Cyber Posture

The customer side of the LLM-CVE arms race

What software users can do when CVE volume jumps 7–12× and patch windows shrink. Last updated: 2026-05-18 17:44 UTC

The two previous articles mapped attackers and vendors. The third actor is the software user. Customers have the least room to manoeuvre — they don’t write the code, file the CVEs, ship the patches, or set the cadence. Three things are landing on them anyway. A handful of moves help. Some apply to every customer; the rest only fit organisations large enough to run a security team.

What changes for customers

Three structural shifts hit the customer side of the table at the same time:

Net for the customer: more advisories, less time, harder to read.

For every customer

Three moves at any scale

These cost little and apply whether you have ten endpoints or ten thousand.

  1. EPSS first, CVSS second. The old habit is to patch Criticals first. The new reality is to patch what attackers are actually exploiting. EPSS is a daily score that estimates how likely a CVE is to be exploited in the next 30 days. The CISA KEV catalogue is the override signal: those CVEs are being exploited right now. The chart below shows what KEV-listed CVEs look like on a CVSS × EPSS map.

About 1 in 8 KEV-listed CVEs (around 200 of the ~1,600 entries) sit below CVSS 7.0. A team triaging on CVSS alone would skip them. Many of these have high EPSS, some have known ransomware use. EPSS plus KEV catches what CVSS misses; using all three together catches everything.

Open chart in new tab  ·  PNG version

  1. Accept higher patch velocity. Customers used to fear auto-update because a bad patch could break production. With auto-rollback, canary deployments, and LLM-assisted regression testing, that fear dissolves. The cost of waiting is now higher than the cost of a rare regression. Even consumer-grade auto-update tools satisfy this baseline; enterprises can push further with staged rollouts.

  2. Stay on supported versions. End-of-life software is a permanent supply of unpatched CVEs for attackers (this was move #3 in the previous article on the vendor side: retire old products on a public schedule).
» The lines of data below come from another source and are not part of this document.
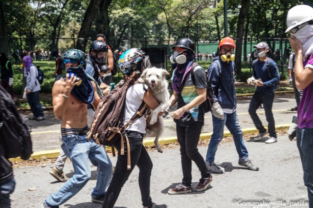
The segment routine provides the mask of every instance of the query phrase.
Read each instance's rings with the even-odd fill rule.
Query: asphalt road
[[[165,149],[162,153],[150,151],[154,164],[151,183],[152,199],[169,208],[308,207],[300,206],[307,203],[308,196],[296,142],[290,141],[286,136],[279,137],[278,140],[272,144],[246,142],[250,158],[260,168],[258,171],[238,165],[238,156],[233,142],[220,144],[216,161],[221,164],[226,172],[213,175],[213,182],[205,191],[177,195],[169,195],[167,191],[179,184],[182,179],[179,148]],[[203,156],[206,150],[206,146],[199,146]],[[111,159],[115,164],[116,157]],[[48,173],[52,165],[14,169],[17,185],[11,197],[12,208],[39,208],[50,193],[64,184],[56,181]],[[90,201],[91,190],[96,183],[96,168],[92,167],[91,170],[91,178],[86,186],[60,208],[101,207]],[[72,175],[70,162],[67,163],[64,171],[68,177]],[[138,173],[138,169],[135,168],[122,189],[116,208],[142,207]],[[192,186],[195,187],[201,176],[194,163],[192,175]],[[28,190],[31,187],[35,190]],[[291,202],[292,204],[290,206]]]

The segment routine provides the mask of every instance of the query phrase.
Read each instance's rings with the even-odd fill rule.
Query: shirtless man
[[[65,79],[61,79],[53,85],[53,113],[57,119],[62,120],[61,147],[73,164],[74,174],[56,193],[45,199],[42,205],[44,208],[58,208],[84,187],[91,176],[89,159],[98,166],[91,201],[103,203],[112,177],[112,165],[104,148],[92,140],[87,140],[87,104],[92,103],[96,108],[99,98],[95,93],[95,85],[84,72],[86,56],[83,52],[72,49],[67,51],[63,58],[67,74]],[[77,78],[80,78],[79,82]]]

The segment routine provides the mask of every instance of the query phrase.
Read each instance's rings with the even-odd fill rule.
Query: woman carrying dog
[[[137,48],[126,51],[120,57],[118,66],[124,74],[125,84],[129,88],[126,93],[126,101],[123,116],[123,125],[125,125],[137,111],[144,102],[151,109],[155,109],[159,104],[152,94],[151,90],[145,84],[134,83],[140,73],[146,68],[145,63],[149,62],[149,57],[145,53]],[[125,131],[129,141],[131,151],[131,169],[127,169],[127,154],[121,154],[121,141],[114,145],[117,149],[118,156],[111,183],[106,193],[103,208],[112,208],[117,200],[122,187],[128,179],[135,166],[139,168],[138,181],[141,193],[142,205],[144,208],[166,208],[165,205],[156,205],[152,203],[150,197],[150,177],[152,162],[142,145],[143,136],[146,133],[146,118],[142,116],[135,120]],[[122,132],[124,146],[127,146],[125,132]],[[126,151],[127,148],[125,149]]]
[[[170,102],[171,106],[178,103],[178,109],[172,117],[176,123],[177,138],[180,146],[183,178],[181,184],[170,189],[168,193],[179,194],[193,191],[192,160],[201,173],[195,191],[207,189],[212,177],[197,147],[204,123],[204,110],[199,105],[206,99],[206,76],[203,68],[193,61],[196,45],[192,41],[182,38],[172,48],[174,52],[170,59],[178,65],[172,82],[173,94]]]

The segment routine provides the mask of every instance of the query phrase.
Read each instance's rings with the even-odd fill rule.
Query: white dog
[[[168,83],[165,79],[168,75],[167,71],[162,68],[155,67],[145,69],[140,78],[138,80],[140,83],[144,83],[152,91],[155,97],[160,103],[160,105],[151,111],[147,119],[147,134],[149,130],[156,134],[155,145],[157,151],[162,152],[162,148],[158,145],[158,139],[163,134],[164,125],[161,116],[158,116],[160,112],[164,112],[170,106],[170,93],[168,92]]]

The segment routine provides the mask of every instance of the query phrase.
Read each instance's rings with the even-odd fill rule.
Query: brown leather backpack
[[[113,145],[121,139],[121,154],[124,155],[124,139],[122,132],[135,120],[139,119],[145,113],[148,109],[147,104],[142,104],[136,113],[125,125],[123,126],[122,116],[124,112],[125,98],[129,85],[126,84],[118,86],[112,90],[100,101],[91,124],[88,138],[90,137],[99,145],[112,147],[112,153],[115,156]],[[127,169],[131,168],[131,157],[129,142],[125,133],[127,146]]]

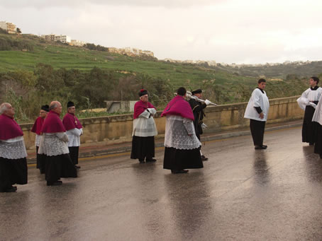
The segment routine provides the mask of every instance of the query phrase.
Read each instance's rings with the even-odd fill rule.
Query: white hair
[[[4,112],[8,110],[9,105],[11,105],[10,103],[8,103],[6,102],[0,105],[0,114],[4,114]]]

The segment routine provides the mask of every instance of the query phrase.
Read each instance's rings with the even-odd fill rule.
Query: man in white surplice
[[[315,108],[320,100],[322,88],[318,87],[319,79],[317,77],[311,77],[310,88],[305,90],[302,95],[297,99],[299,107],[305,111],[302,126],[302,142],[314,144],[315,123],[312,122]]]
[[[270,102],[264,91],[266,80],[258,80],[258,87],[252,93],[250,101],[245,111],[244,118],[250,119],[250,128],[255,149],[266,149],[267,146],[263,145],[264,131],[267,120]]]
[[[131,159],[138,159],[140,163],[155,162],[155,136],[157,135],[153,116],[157,112],[155,107],[148,101],[146,90],[140,90],[140,100],[134,105],[133,131],[132,133]]]

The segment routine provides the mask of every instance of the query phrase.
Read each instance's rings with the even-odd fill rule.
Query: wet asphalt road
[[[206,143],[201,170],[172,175],[129,154],[80,162],[77,179],[0,194],[1,240],[321,240],[322,160],[301,129]]]

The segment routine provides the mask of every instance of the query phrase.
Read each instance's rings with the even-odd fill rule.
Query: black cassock
[[[206,108],[207,105],[205,103],[201,103],[194,99],[190,99],[189,100],[189,103],[190,104],[192,112],[194,113],[194,126],[196,131],[196,136],[200,140],[200,135],[204,133],[201,128],[201,124],[203,123],[202,120],[204,117],[206,116],[204,112],[204,109]]]
[[[314,102],[317,104],[317,101]],[[304,118],[302,126],[302,142],[313,143],[315,142],[315,136],[316,131],[316,122],[312,122],[312,117],[314,114],[314,107],[306,105],[304,112]]]

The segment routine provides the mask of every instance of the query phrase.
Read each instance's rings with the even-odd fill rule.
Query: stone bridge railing
[[[270,100],[270,112],[267,123],[283,122],[299,119],[304,111],[299,107],[299,96],[272,99]],[[206,133],[214,133],[223,130],[236,129],[249,125],[249,120],[244,119],[247,102],[208,107],[205,110],[205,124],[208,126]],[[163,137],[165,130],[165,118],[160,117],[158,111],[155,118],[159,135]],[[133,114],[82,119],[84,134],[82,143],[100,143],[115,144],[131,141],[132,139]],[[27,149],[34,148],[35,134],[30,132],[33,124],[21,125]]]

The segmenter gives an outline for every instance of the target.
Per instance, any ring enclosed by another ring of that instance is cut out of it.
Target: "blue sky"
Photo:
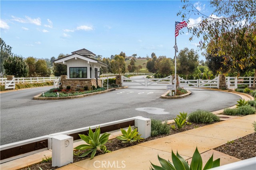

The customer-side mirror: don’t run EOL software. Migrate before vendor support ends. This single move avoids more risk than any patching ritual, because nothing on the host actively prompts an operator to fix a CVE that ships without a patch.

For large enterprise customers

Four moves that need scale or staff

These need dedicated people, budget, or contract leverage. Most are LLM-enabled.

  1. LLM-assisted advisory triage at scale. When advisory volume is 7–12× higher than today, ranking by hand stops working. An LLM reads the firehose and ranks each advisory by your fleet’s actual exposure: asset inventory, the EPSS score, the KEV status, and whether the affected system is reachable from the public internet. This is the single biggest leverage point on the enterprise side, because volume is the problem.

  2. Continuous LLM-driven configuration audit. The intro vulnerability-management article showed that TLS defaults from 2011 and SNMP defaults from 1999 still account for thousands of unpatched instances in real customer environments. These are not vendor bugs; they are operator-action items nobody prioritises. LLMs make continuous configuration audit cheap. Hardening guides become automated checks, and the checks run every day instead of every audit cycle.

  3. Vendor-group-aware procurement. The previous article grouped vendors by their AI-adoption posture and their attractiveness to attackers. Use that grouping when you buy. Demand pre-disclosure SLAs, patch-deployment commitments, and advisory-quality guarantees in the contract. Track each supplier’s position in the grouping over time. Only large customers have the contracting leverage to make this stick, and only large customers have the procurement team to track it.

  4. Detection that does not wait for the vendor. Honeypots, canary deployments, threat intelligence sharing through ISACs. When the patch-Tuesday-to-attack-Tuesday window collapses, you need attack signals that arrive independently of vendor disclosure. This requires a security-operations team that smaller customers will not have.

The asymmetry is the point

Vendors hold the patch-side initiative. The previous article catalogued thirteen tactics on the vendor side, several uncomfortable enough to break twenty-year norms. There is no customer equivalent to that catalogue. Customers are reactive. The leverage is not catalogue-rich — it is a small set of moves applied consistently.

Every customer can do moves 1–3. Only enterprises can do moves 4–7. The compounding gain happens when both halves of the list are adopted together: an EPSS-first triage that runs through an LLM-assisted ranking pipeline, feeding a fast-patch infrastructure that gets confirmed by independent detection. None of these moves wins on its own. All of them together change the shape of customer exposure, even though they do not change the volume.

Key takeaways

  • EPSS first, CVSS second. About 13% of the CVEs attackers actually exploit sit below a CVSS 7.0 cutoff.
  • Accept higher patch velocity. Auto-update with rollback is now cheaper than waiting.
  • Stay on supported versions. EOL software is the longest-lived risk in any backlog.
  • Triage the advisory firehose with an LLM. Volume is the enterprise-side problem; manual ranking breaks.
  • Demand SLAs from suppliers. Only large customers have the contract leverage. Use it.